Energy Wars: Not an Effective Use of Energy

418

Dear Editor,

With DePauw's new found embrace of varsity athletics as one of the "pillars" of liberal education, we know that trash talk is the discourse of choice by those who do not have game.
 The premise of Energy Wars is competition, that somehow the existential threat of climate change will be resolved through the forces of competition, as if it were a rugby scrum, a friendly game of gin rummy, or Hasbro's Chutes and Ladders. In the real world of existential threat it is competition, especially between the economies of China and the United States that drives ever deeper into the abyss.
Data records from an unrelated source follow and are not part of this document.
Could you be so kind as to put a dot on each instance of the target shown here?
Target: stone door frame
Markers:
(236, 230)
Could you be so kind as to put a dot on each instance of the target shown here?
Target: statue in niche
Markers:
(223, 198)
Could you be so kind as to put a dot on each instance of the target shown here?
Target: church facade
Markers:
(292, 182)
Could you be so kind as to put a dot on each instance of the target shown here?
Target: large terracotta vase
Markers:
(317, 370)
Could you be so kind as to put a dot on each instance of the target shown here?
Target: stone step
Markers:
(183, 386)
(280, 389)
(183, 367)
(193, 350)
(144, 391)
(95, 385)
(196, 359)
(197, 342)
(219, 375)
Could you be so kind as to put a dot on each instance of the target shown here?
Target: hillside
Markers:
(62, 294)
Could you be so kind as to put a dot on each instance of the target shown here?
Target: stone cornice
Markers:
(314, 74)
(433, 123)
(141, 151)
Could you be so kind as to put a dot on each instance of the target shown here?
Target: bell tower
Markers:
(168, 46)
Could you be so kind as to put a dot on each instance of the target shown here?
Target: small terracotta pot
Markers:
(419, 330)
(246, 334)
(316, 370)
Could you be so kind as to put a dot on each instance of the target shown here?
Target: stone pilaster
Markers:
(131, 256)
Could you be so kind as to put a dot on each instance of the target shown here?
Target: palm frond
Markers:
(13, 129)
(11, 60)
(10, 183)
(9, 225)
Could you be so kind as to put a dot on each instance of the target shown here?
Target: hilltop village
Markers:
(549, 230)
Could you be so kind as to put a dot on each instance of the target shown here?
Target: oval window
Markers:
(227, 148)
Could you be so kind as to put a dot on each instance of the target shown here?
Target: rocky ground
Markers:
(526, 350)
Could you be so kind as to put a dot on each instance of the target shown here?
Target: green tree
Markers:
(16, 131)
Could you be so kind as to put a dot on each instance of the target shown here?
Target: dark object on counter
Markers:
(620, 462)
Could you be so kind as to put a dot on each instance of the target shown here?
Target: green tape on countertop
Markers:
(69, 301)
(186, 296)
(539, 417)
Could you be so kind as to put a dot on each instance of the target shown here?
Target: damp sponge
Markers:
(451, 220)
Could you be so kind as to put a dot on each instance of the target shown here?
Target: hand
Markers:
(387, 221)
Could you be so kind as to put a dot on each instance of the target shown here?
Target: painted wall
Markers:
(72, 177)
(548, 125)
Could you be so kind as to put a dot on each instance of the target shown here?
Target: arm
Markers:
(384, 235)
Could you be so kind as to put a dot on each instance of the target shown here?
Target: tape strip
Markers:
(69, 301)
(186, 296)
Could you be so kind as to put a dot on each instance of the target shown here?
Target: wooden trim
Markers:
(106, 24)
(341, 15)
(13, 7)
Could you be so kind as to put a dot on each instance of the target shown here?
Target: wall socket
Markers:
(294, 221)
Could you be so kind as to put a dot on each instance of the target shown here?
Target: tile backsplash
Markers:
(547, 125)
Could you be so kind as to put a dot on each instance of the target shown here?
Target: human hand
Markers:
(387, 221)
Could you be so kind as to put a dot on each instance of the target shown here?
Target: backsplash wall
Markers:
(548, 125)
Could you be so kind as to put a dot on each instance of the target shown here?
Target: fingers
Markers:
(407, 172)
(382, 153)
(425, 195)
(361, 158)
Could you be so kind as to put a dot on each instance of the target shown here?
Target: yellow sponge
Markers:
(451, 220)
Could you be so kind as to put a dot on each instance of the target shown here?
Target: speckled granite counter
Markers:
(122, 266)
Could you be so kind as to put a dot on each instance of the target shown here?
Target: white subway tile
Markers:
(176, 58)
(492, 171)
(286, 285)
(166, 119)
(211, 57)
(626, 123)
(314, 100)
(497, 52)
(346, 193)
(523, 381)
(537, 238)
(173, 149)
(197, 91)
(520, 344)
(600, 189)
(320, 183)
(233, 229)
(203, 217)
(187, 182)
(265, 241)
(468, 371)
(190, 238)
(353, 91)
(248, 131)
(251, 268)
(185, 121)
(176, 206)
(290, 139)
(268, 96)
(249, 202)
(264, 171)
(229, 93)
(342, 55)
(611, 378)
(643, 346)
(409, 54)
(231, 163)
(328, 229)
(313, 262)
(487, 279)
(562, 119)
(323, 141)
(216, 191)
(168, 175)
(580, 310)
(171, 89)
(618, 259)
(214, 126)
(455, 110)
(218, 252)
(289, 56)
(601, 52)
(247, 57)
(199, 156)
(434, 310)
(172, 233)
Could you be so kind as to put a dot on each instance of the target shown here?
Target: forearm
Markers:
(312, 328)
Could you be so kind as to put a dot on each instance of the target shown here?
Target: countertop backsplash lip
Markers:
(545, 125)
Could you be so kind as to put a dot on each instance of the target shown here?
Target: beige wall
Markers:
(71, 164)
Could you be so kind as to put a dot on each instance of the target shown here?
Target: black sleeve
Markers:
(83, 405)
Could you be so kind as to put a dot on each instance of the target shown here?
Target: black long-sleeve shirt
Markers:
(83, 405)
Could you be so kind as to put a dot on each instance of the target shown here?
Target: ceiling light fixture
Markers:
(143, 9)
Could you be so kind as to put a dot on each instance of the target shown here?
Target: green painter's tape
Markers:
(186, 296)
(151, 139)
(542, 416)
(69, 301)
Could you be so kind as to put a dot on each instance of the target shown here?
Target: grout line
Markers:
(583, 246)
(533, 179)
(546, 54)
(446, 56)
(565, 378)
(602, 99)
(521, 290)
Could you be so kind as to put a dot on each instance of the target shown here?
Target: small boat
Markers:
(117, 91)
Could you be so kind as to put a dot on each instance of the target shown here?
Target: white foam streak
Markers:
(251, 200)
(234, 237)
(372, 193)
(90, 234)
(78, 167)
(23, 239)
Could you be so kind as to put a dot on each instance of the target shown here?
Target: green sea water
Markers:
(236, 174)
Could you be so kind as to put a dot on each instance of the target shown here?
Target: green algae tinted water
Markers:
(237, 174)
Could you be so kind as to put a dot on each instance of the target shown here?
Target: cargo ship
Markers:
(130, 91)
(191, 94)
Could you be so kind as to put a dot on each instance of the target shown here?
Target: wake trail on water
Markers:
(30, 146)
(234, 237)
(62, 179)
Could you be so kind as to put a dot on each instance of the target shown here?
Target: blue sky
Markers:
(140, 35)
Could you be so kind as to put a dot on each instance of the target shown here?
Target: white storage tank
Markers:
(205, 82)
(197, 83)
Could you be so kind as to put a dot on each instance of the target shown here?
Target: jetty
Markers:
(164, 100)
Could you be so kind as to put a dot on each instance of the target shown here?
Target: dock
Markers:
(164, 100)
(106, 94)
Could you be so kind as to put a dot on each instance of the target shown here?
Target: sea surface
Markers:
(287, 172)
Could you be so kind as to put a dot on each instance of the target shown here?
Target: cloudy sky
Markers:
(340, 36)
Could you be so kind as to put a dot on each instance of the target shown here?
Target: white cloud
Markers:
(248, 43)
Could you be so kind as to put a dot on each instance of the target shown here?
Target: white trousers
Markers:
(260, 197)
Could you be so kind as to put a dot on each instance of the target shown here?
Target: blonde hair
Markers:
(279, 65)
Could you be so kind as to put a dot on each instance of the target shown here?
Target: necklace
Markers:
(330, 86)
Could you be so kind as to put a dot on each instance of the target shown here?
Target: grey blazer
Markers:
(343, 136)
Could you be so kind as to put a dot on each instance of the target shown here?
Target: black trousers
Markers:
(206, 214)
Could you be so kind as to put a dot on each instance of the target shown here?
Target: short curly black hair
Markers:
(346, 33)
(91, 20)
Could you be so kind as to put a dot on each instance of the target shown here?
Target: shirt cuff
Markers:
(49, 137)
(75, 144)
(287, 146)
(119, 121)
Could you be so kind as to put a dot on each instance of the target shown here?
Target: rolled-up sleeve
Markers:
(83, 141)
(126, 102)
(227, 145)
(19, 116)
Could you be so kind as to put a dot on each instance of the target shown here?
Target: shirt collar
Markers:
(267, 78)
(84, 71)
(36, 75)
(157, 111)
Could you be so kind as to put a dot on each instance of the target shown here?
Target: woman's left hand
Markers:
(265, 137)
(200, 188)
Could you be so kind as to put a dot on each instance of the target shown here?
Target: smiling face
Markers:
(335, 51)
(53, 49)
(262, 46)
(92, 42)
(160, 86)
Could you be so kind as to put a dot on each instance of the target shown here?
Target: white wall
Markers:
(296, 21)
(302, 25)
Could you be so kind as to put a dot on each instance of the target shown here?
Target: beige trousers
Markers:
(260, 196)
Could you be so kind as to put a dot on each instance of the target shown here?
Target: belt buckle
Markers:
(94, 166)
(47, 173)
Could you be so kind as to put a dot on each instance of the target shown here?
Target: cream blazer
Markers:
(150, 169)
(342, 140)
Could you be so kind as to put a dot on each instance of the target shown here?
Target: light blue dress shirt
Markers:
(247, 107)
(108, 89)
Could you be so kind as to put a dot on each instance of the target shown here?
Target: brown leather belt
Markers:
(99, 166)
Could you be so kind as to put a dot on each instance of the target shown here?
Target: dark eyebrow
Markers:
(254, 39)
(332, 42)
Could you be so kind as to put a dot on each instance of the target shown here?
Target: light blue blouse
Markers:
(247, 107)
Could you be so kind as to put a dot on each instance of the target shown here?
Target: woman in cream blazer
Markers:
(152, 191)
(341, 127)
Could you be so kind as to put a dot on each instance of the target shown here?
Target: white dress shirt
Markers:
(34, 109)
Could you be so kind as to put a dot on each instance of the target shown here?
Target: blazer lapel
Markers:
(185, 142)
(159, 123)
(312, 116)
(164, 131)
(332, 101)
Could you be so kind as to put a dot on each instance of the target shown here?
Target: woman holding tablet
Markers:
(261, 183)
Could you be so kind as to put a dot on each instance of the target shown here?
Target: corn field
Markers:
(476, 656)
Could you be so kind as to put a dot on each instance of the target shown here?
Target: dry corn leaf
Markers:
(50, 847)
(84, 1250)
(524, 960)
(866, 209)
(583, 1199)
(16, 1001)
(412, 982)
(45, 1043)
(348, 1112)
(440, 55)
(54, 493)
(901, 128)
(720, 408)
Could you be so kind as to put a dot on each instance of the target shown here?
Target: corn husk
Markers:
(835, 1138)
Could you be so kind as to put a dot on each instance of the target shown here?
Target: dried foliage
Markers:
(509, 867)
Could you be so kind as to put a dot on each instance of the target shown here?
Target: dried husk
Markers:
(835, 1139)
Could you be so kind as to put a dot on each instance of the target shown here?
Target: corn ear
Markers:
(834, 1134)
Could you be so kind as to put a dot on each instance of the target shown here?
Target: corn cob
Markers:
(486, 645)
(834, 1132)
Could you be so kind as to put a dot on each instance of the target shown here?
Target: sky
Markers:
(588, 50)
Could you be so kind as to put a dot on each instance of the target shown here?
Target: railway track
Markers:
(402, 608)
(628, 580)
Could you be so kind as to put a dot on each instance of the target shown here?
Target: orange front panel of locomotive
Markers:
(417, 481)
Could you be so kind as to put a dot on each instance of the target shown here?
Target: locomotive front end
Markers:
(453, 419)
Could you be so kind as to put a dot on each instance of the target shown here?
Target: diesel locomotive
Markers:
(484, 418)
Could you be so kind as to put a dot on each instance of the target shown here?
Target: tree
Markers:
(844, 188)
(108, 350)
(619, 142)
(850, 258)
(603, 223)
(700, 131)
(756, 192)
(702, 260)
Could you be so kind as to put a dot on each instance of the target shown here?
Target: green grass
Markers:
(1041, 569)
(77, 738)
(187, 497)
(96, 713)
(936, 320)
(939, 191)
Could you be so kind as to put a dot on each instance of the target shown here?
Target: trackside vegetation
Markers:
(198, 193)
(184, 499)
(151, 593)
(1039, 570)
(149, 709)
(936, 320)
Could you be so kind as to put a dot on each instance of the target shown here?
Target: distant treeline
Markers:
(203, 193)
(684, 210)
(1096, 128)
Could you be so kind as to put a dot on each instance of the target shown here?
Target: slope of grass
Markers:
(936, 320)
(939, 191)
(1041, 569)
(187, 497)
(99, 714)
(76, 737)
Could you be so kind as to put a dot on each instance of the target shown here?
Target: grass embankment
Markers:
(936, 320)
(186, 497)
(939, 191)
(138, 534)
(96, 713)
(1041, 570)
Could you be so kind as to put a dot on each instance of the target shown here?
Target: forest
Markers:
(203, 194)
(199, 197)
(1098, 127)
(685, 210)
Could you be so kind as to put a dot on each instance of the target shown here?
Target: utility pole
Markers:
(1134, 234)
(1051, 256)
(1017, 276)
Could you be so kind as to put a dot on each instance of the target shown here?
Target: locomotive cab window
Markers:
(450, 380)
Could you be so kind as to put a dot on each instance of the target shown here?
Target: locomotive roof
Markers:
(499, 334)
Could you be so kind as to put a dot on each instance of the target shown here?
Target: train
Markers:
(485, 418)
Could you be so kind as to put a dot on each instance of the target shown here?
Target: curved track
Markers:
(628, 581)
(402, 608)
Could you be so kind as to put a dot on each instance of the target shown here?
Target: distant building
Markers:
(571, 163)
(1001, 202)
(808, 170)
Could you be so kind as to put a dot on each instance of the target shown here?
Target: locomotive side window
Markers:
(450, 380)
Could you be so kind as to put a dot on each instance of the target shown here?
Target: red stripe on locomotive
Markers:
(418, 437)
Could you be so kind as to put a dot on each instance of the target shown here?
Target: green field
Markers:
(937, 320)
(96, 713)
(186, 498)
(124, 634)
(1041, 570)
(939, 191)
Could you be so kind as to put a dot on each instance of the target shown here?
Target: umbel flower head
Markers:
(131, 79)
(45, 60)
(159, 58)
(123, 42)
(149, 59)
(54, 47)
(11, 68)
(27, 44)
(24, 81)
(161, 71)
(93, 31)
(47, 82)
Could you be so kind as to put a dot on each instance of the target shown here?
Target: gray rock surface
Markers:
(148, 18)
In the looking glass world of DePauw sustainability, a competition to turn the lights off and lower the heat, is a competition to pick the lowest hanging fruit; a masking of our dearth of research, analysis, publication that constitutes the higher education elite. Playing energy games is what you do when there are no ideas, when ideas generated by research and publication are not the drivers of education, when our societal predicament permeates the symbolic domains of antiquated infrastructure and spawns the looking glass world of Wogswartian master plans. 
 Instead of playing competitive games for the lowest hanging fruit, why not build a learning commons of collaboration and cooperation that seeks to become a laboratory of ideas, critique and analysis? If it must be a competition, why not make the competition over who has the best concept for retrofitting our existing buildings for the 21st century before we spend millions on new ones? 
 Trash talk is the mindset of those who play games with the existential threat. It is time for DePauw to graduate from picking low hanging fruit and become a laboratory of learning for the 21st century.